Под слоем воды показалось лицо, которое Вероника хотела увидеть все два года. Пятнадцатилетний Пашка посмотрел прямо в глаза и тепло улыбнулся. И ей стало страшно. И она поняла. Между ними пропасть времени и стена воды. Всё. Сердце бешено заколотилось. Вероника опустила голову.

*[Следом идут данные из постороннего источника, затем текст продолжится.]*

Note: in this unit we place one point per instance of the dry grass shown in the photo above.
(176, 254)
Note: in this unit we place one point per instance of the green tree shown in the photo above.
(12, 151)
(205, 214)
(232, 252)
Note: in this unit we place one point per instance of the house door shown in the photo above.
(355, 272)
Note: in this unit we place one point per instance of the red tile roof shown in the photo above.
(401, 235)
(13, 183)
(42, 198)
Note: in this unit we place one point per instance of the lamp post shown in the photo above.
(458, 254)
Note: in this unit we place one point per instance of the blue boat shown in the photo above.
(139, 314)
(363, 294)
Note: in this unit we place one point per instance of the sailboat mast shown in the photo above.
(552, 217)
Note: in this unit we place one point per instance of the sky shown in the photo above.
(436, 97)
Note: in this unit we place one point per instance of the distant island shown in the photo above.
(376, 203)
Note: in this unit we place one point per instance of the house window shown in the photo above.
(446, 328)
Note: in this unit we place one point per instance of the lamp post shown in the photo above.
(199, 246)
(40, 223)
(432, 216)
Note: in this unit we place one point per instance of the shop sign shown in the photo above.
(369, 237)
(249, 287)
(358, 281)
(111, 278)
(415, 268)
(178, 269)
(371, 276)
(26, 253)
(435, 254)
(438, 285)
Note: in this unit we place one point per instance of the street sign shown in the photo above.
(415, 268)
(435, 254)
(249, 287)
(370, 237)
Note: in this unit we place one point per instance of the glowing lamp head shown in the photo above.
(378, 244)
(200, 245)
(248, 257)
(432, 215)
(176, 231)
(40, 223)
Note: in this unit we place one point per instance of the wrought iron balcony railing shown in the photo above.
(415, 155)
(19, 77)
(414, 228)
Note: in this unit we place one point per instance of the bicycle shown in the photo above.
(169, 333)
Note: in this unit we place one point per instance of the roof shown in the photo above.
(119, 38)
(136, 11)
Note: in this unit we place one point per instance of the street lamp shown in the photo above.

– Эй, Ник… Всё будет хорошо. Обещаю, – прошептал Паша.
Она зажмурилась и осторожно обняла водяную фигуру, провалившись в неё грудью и животом. Холода уже не чувствовала. В голове пронеслась их первая встреча. Долгие разговоры на веранде вечерами. Поцелуи. Его прикосновения. Голос.
Паша сделал два шага назад, поднял ладонь в знак прощания. Вероника ответила тем же. Тело Дождевого рухнуло потоком воды на траву и медленно впиталось в землю.